# Analyze data with machine learning

Although a lot of interesting question could be addressed with this dataset, we will focus on one single use case, summarized by the following question: **Can we group the shared-bike station regarding their occupation chronicle?**

## Introduction

In [105]:
from datetime import datetime, date, timedelta
import os
import pytz

In [106]:
import pandas as pd
from sklearn.cluster import KMeans
from sqlalchemy import create_engine

## Configuration

In [107]:
DATADIR = "../data"

In [108]:
HOST = "localhost"
PORT = 5432
USER = "rde"
DBNAME = "jitenshea"

## Utilities

In [180]:
def get_engine():
    url = "postgresql://{user}@{host}:{port}/{dbname}".format(user=USER, host=HOST, port=PORT, dbname=DBNAME)
    return create_engine(url)
engine = get_engine()

## Compute stations clusters

### Retrieve the previously stored timeseries data

In [114]:
availability_input_file = "{begin}-{end}.csv".format(begin=start.strftime("%Y%m%d"), end=stop.strftime("%Y%m%d"))
availability_input_path = os.path.join(DATADIR, "lyon", "history", availability_input_file)
availability_input_path

'../data/lyon/history/20190807-20190814.csv'

In [115]:
df = pd.read_csv(availability_input_path, parse_dates=["timestamp"])

In [116]:
df.shape

(669049, 3)

In [117]:
df.timestamp.min(), df.timestamp.max()

(Timestamp('2019-08-07 00:00:00+0000', tz='UTC'),
 Timestamp('2019-08-14 00:00:00+0000', tz='UTC'))

In order to control the clustering process in a wider way, we may consider the time period as a input parameter, hence select the data accordingly.

We can note that timestamped data are stored with a timezone info, hence we must declare timezone-aware datetimes here.

In [118]:
today = date.today()
stop = datetime(today.year, today.month, today.day, 0, 0, tzinfo=pytz.utc)
start = stop - timedelta(7)
start, stop

(datetime.datetime(2019, 8, 7, 0, 0, tzinfo=<UTC>),
 datetime.datetime(2019, 8, 14, 0, 0, tzinfo=<UTC>))

In [119]:
df = df[(df["timestamp"] >= start) & (df["timestamp"] <= stop)]
df.shape

(669049, 3)

### Pré-traitement des données

First we remove from the analysis shared-bike stations that looks unused during the period (the station remained empty).

In [120]:
max_bikes = df.groupby("id")["available_bikes"].max()
unactive_stations = max_bikes[max_bikes==0].index.tolist()
df = df[~ df["id"].isin(unactive_stations)]

In [121]:
unactive_stations, df.shape

([8024, 10004, 10039, 10072], (661060, 3))

Then we resample the data each 5 minutes and group it with respect to station IDs :

In [153]:
rdf = (df.set_index("timestamp")
       .groupby("id")["available_bikes"]
       .resample("5T")
       .mean()
       .bfill()
       .unstack(0))
rdf.shape

(2017, 331)

*Spoiler:* this data is already sampled into 5-minute periods, however we keep the code as is for data consistency.
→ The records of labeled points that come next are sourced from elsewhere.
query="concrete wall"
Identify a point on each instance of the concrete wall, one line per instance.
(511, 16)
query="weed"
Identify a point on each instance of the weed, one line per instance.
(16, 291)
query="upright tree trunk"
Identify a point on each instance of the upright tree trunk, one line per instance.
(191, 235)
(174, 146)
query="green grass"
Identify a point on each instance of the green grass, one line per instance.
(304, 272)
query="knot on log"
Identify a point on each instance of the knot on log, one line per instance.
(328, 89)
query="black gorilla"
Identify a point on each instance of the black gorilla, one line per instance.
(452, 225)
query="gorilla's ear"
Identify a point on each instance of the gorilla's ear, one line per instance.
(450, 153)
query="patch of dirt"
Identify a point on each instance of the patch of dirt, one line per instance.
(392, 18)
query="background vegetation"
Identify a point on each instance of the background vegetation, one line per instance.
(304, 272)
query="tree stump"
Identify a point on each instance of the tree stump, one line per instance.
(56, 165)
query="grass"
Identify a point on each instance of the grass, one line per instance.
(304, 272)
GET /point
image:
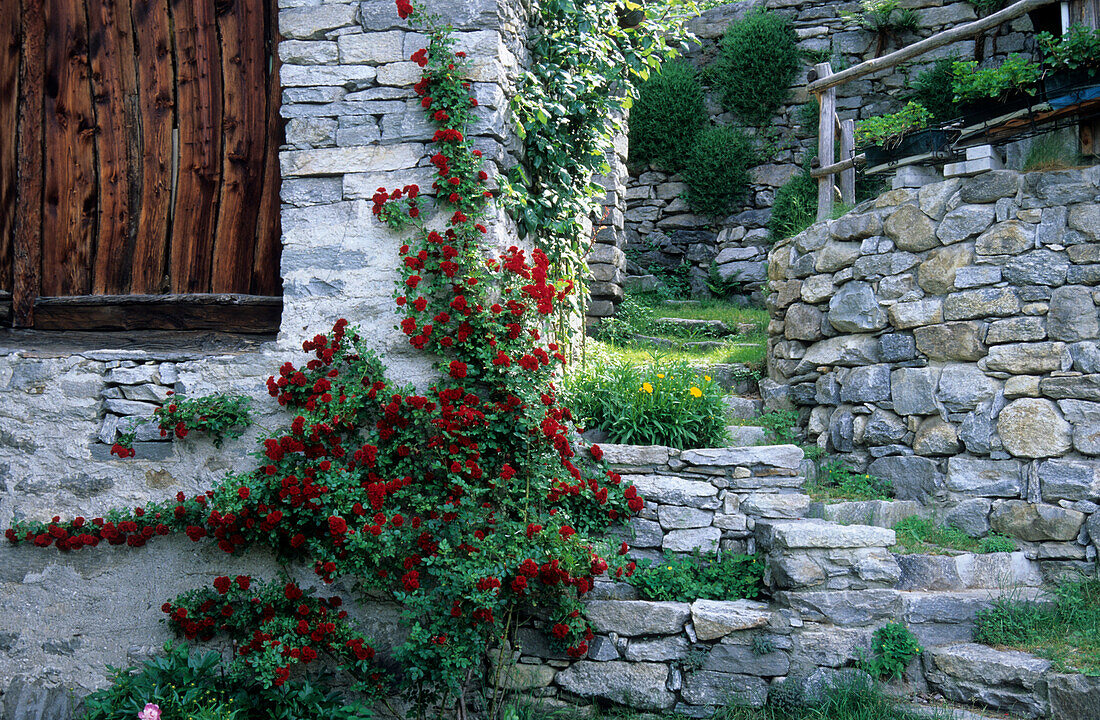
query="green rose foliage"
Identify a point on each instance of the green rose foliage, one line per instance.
(464, 501)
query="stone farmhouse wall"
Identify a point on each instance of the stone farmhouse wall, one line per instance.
(660, 226)
(946, 339)
(353, 124)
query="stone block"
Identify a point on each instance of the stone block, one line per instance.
(715, 619)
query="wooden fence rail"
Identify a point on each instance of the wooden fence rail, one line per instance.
(138, 141)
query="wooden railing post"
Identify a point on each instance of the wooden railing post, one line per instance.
(826, 137)
(848, 152)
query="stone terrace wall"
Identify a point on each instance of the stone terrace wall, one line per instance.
(656, 211)
(946, 339)
(353, 124)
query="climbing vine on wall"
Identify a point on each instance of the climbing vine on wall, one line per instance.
(466, 502)
(570, 106)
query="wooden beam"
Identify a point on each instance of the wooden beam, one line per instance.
(826, 135)
(242, 313)
(847, 152)
(945, 37)
(26, 246)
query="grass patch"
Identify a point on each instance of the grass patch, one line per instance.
(923, 535)
(837, 482)
(1065, 631)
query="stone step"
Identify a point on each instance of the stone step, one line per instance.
(880, 513)
(967, 572)
(945, 617)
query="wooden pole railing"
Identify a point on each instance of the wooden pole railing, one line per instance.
(823, 84)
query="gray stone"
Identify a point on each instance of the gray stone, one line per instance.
(741, 660)
(702, 540)
(913, 390)
(883, 428)
(657, 650)
(1073, 314)
(989, 187)
(1009, 237)
(1037, 267)
(1035, 522)
(952, 341)
(785, 456)
(1014, 330)
(835, 256)
(985, 477)
(1025, 358)
(970, 516)
(1069, 479)
(983, 302)
(803, 322)
(678, 518)
(869, 384)
(705, 687)
(1033, 428)
(715, 619)
(812, 533)
(934, 436)
(637, 617)
(855, 309)
(846, 608)
(965, 221)
(638, 685)
(776, 505)
(913, 478)
(904, 316)
(911, 230)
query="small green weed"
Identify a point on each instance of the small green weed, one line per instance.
(893, 645)
(690, 577)
(836, 480)
(1065, 631)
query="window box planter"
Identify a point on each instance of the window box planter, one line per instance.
(922, 142)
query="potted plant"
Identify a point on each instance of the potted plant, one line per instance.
(1070, 63)
(985, 93)
(902, 134)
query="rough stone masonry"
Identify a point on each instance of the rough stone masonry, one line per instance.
(946, 339)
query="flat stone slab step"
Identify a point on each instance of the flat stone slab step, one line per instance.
(814, 533)
(880, 513)
(968, 571)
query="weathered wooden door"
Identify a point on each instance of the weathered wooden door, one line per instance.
(139, 163)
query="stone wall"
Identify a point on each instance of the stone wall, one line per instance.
(353, 124)
(946, 339)
(660, 228)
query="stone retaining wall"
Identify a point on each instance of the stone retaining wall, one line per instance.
(353, 124)
(660, 226)
(946, 339)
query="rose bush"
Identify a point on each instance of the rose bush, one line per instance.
(464, 501)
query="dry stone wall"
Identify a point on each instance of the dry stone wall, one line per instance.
(353, 124)
(660, 226)
(946, 339)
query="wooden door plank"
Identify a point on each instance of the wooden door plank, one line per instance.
(243, 63)
(113, 82)
(9, 119)
(198, 96)
(26, 247)
(266, 277)
(68, 223)
(156, 92)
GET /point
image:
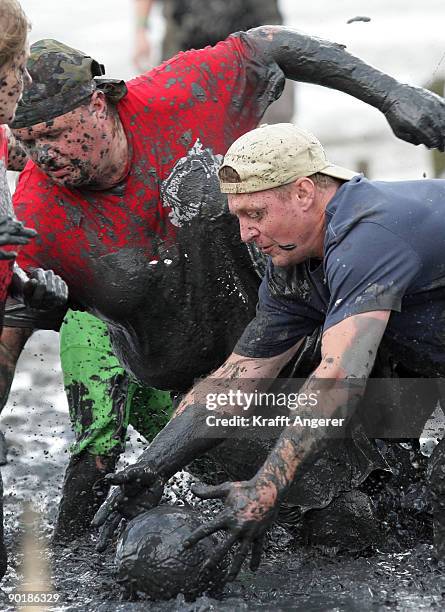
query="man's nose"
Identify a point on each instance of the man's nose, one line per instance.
(44, 156)
(247, 232)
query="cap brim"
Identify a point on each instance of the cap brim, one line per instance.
(339, 172)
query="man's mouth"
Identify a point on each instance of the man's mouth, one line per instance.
(58, 172)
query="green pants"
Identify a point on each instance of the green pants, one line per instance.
(102, 398)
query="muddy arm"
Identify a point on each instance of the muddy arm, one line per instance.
(17, 156)
(348, 351)
(414, 114)
(183, 439)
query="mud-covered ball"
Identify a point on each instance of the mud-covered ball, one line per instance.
(151, 559)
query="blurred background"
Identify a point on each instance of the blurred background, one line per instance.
(401, 37)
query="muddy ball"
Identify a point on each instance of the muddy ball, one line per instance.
(151, 559)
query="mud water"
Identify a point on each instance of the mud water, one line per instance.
(399, 575)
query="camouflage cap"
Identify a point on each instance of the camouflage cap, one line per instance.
(63, 79)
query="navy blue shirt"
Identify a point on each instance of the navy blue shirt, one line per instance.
(384, 250)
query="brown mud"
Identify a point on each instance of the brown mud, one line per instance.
(401, 574)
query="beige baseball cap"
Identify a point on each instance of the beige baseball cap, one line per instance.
(275, 155)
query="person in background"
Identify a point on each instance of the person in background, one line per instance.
(41, 288)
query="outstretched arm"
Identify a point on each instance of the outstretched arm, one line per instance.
(414, 114)
(183, 439)
(17, 156)
(348, 352)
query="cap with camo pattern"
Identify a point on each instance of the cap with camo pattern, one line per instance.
(63, 78)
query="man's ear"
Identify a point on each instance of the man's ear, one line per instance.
(305, 191)
(98, 104)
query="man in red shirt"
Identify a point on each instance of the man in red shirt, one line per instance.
(122, 187)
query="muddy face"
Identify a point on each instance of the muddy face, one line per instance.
(84, 147)
(151, 559)
(14, 77)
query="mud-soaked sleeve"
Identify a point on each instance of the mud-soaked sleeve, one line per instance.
(29, 206)
(5, 209)
(280, 322)
(227, 87)
(370, 269)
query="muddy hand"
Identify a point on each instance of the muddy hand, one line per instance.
(246, 517)
(44, 290)
(416, 115)
(139, 489)
(13, 232)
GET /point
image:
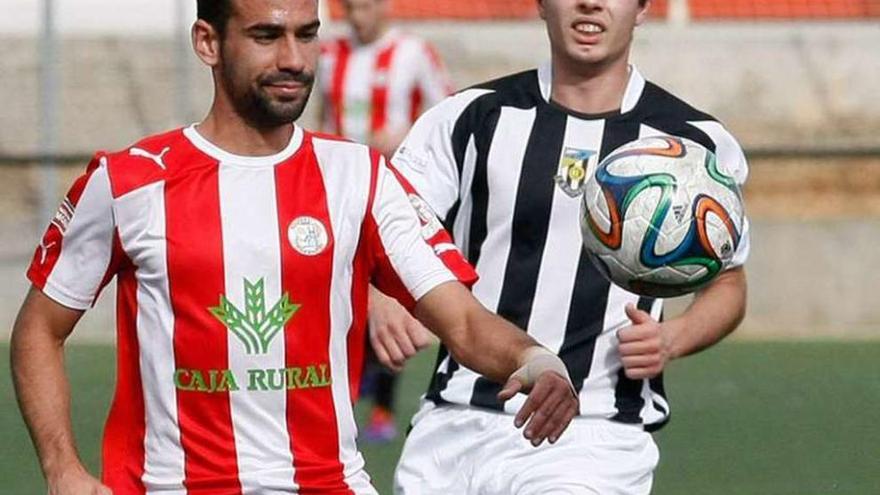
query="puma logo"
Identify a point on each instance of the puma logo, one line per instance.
(44, 248)
(158, 159)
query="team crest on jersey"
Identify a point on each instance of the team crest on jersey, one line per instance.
(63, 216)
(255, 327)
(308, 236)
(430, 223)
(573, 167)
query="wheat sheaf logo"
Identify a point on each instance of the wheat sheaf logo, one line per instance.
(255, 327)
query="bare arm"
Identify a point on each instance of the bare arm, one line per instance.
(717, 310)
(43, 392)
(394, 334)
(500, 351)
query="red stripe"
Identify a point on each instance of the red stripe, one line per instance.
(311, 417)
(43, 262)
(337, 90)
(381, 73)
(453, 259)
(123, 447)
(196, 281)
(415, 103)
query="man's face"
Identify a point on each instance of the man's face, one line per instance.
(591, 32)
(268, 58)
(366, 17)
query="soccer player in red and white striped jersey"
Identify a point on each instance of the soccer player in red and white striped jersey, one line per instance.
(377, 80)
(243, 247)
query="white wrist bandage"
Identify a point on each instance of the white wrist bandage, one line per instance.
(537, 360)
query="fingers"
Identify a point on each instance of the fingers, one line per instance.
(511, 388)
(549, 409)
(636, 315)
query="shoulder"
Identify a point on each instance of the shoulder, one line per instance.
(331, 45)
(657, 102)
(666, 112)
(332, 150)
(144, 162)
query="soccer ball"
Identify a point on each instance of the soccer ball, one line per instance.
(660, 218)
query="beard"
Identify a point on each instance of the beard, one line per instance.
(262, 109)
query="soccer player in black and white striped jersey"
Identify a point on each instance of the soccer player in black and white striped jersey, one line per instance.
(497, 163)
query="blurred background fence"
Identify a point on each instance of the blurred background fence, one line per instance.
(795, 80)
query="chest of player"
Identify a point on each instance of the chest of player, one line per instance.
(251, 234)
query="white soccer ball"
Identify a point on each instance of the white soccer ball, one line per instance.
(660, 217)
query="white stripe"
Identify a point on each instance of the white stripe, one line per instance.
(141, 222)
(556, 278)
(462, 226)
(597, 396)
(346, 181)
(357, 92)
(505, 166)
(86, 247)
(251, 250)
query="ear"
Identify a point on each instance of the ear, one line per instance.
(206, 43)
(643, 13)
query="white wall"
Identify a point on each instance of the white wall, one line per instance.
(95, 17)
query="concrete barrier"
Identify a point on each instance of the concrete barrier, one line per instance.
(791, 85)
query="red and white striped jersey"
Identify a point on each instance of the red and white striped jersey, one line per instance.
(384, 85)
(242, 295)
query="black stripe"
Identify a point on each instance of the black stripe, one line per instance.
(475, 122)
(439, 380)
(585, 320)
(529, 227)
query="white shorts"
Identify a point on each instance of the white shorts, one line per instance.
(463, 451)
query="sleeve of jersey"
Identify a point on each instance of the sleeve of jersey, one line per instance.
(427, 156)
(732, 161)
(414, 253)
(435, 81)
(74, 259)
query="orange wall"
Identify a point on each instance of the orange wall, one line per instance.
(700, 9)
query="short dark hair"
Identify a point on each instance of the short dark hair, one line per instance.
(215, 12)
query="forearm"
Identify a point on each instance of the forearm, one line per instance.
(476, 338)
(43, 394)
(715, 312)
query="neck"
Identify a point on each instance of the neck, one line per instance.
(589, 89)
(232, 133)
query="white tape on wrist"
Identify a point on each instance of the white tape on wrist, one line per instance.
(536, 360)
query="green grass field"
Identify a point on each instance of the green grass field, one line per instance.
(749, 418)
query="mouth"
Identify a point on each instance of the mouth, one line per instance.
(289, 89)
(588, 31)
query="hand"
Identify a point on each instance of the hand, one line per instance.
(76, 481)
(394, 334)
(551, 405)
(552, 401)
(644, 347)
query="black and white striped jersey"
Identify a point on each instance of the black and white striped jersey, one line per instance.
(491, 161)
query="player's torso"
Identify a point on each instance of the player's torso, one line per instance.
(242, 272)
(518, 221)
(367, 88)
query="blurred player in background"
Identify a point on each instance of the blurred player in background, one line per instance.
(503, 164)
(375, 81)
(243, 247)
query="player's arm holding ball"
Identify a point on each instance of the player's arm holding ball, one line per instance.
(648, 345)
(497, 349)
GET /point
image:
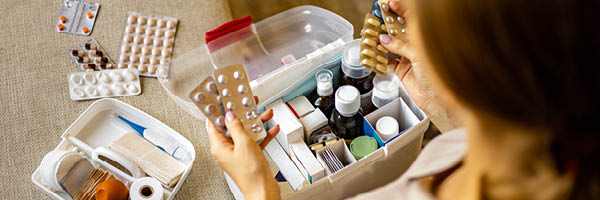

Then we can remove the week-end days from analysis, by anticipating that they may "pollute" the cluster formation:

In [154]:
rdf = rdf[rdf.index.weekday < 5]

And finally, we apply a naive normalization scheme to consider station filling rates instead of bike quantities:

In [155]:
rdf = rdf / rdf.max()

Once the data is normalized, we can aggregate availability at hour level for clustering step:

In [156]:
rdf["hour"] = rdf.index.hour
rdf = rdf.groupby("hour").mean()

This last operation provides the typical week day profile of each station, at each hour of the day:

In [160]:
rdf.iloc[:,:3]

id,1001,1003,1005
hour,Unnamed: 1_level_1,Unnamed: 2_level_1,Unnamed: 3_level_1
0,0.597336,0.416393,0.632172
1,0.580208,0.374444,0.633333
2,0.563542,0.334444,0.621875
3,0.557292,0.334444,0.591667
4,0.459375,0.321111,0.586458
5,0.265625,0.295556,0.472917
6,0.119792,0.167778,0.3375
7,0.041667,0.06,0.197917
8,0.063542,0.054444,0.163542
9,0.084375,0.048889,0.211458


### Apply the k-mean algorithm

At this point, we have a clusterable dataset! Let apply the easiest step...

In [161]:
N_CLUSTERS = 4

Here we are, `scikit-learn` makes it as easy as two lines of Python:

In [162]:
model = KMeans(n_clusters=N_CLUSTERS, random_state=0)
model.fit(rdf.T)
model

KMeans(algorithm='auto', copy_x=True, init='k-means++', max_iter=300,
       n_clusters=4, n_init=10, n_jobs=None, precompute_distances='auto',
       random_state=0, tol=0.0001, verbose=0)

In [183]:
df_labels = pd.DataFrame({"id_station": rdf.columns, "labels": model.labels_})
df_centroids = pd.DataFrame(model.cluster_centers_, columns=["h{:02d}".format(i) for i in range(24)]).reset_index()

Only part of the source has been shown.